My biggest takeaway from looking at these traces is that they are surprisingly human. The way it talks really captures the feeling of chaos that goes on inside my own head, when I'm thinking about a math problem. The more I think about it, I constantly hallucinate. I'll quickly make a false guess. Then a different part of my brain says: that doesn't make sense; try a different direction. A very similar sort of dialogue plays out in these reasoning traces, where it does still hallucinate all the time, but it goes back and realizes it and course corrects, until it finds a train of thought that it doesn’t see any problems with, and then it commits to that.
Looking Ahead
We're learning as much as possible about the nature of mathematical difficulty and the ways in which we have and have not captured it. I’m happy to talk about the flaws of the project, but I still very much stand by the base FrontierMath as has been released. I think we have captured a genuine signal here. The scores from frontier models are genuinely showing serious progress in how much these models are understanding mathematics.
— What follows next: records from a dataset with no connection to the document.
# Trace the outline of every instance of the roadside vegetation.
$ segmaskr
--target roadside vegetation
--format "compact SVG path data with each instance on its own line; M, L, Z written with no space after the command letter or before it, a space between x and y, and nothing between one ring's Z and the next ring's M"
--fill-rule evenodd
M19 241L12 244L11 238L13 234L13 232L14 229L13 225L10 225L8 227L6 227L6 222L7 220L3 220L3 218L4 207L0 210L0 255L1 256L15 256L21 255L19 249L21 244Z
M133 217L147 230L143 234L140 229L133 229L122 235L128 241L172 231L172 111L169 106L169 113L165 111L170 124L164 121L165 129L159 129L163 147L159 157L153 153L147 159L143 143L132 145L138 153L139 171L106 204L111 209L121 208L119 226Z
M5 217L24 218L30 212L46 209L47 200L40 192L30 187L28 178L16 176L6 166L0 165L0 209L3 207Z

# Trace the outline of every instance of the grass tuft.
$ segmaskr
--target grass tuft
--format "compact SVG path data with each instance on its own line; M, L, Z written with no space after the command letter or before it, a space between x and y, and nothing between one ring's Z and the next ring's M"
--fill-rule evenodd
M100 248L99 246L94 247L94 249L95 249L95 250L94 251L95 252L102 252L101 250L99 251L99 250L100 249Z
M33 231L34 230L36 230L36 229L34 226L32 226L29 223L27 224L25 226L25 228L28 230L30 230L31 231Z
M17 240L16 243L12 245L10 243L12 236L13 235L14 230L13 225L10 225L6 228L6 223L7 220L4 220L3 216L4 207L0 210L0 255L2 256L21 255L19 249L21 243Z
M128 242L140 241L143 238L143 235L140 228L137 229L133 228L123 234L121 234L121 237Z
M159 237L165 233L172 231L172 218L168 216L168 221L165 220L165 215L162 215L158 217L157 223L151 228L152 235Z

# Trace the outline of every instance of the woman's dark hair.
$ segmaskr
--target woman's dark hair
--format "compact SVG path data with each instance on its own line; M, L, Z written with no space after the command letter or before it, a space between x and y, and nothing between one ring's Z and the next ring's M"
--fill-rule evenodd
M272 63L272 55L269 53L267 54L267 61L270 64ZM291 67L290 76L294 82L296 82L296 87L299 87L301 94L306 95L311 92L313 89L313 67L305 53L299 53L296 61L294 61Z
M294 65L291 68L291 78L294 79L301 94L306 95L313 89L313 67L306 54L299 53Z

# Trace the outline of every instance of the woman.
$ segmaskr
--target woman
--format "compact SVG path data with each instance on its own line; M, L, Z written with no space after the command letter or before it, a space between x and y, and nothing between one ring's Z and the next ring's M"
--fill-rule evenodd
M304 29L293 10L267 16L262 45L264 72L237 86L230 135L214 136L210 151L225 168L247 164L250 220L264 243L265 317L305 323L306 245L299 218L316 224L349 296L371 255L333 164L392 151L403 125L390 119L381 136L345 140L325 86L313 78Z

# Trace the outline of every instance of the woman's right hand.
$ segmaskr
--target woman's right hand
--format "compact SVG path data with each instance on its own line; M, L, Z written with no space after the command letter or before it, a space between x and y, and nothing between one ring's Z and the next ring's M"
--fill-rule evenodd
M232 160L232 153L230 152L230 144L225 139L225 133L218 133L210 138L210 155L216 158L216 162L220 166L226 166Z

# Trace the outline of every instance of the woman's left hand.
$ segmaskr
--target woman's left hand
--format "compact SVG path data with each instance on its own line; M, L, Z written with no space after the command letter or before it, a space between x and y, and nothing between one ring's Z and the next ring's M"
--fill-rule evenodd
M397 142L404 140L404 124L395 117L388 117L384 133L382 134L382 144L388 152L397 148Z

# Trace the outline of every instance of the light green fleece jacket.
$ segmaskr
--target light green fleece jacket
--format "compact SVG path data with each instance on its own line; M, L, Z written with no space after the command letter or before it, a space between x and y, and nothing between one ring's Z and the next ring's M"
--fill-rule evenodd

With Tier 4, I hope to have a much higher difficulty, one that perhaps will survive a few years, if we're able to capture that difficulty and avoid the heuristic mistakes that some problems in base FrontierMath suffered from. So, we will release this report soon, and I am really excited to see how Tier 4 plays out.
Thanks to Elliot for the discussion! You can find the full recording here.
Lots of great information and insight here on FrontierMath and the o3 results!
I was slightly confused by this passage:
> One comment about these reasoning traces [that OpenAI sent from their internal evaluations]: they are definitely a lot more impressive than what we get online [using ChatGPT or the API]. Almost surely they put a lot of resources into solving these problems when they do their internal evaluations.
> Note: Epoch AI has since run their own evaluations, and made all outputs available for the 10 public FrontierMath problems. You can inspect the results here.
Following the "inspect the results" link, it looks like Epoch AI has evaluated o3-mini but not the full o3 model? Which is what I'd expect, since (AFAIK) OpenAI is not providing public access to o3 (except that, reportedly, their Deep Research tool uses o3). However, wouldn't that explain why OpenAI's internal evaluations were "more impressive than what we [Epoch] get online"?
(Also, I forget the details regarding OpenAI's internal evaluation, but I believe their most impressive numbers involved running the model many times on each problem?)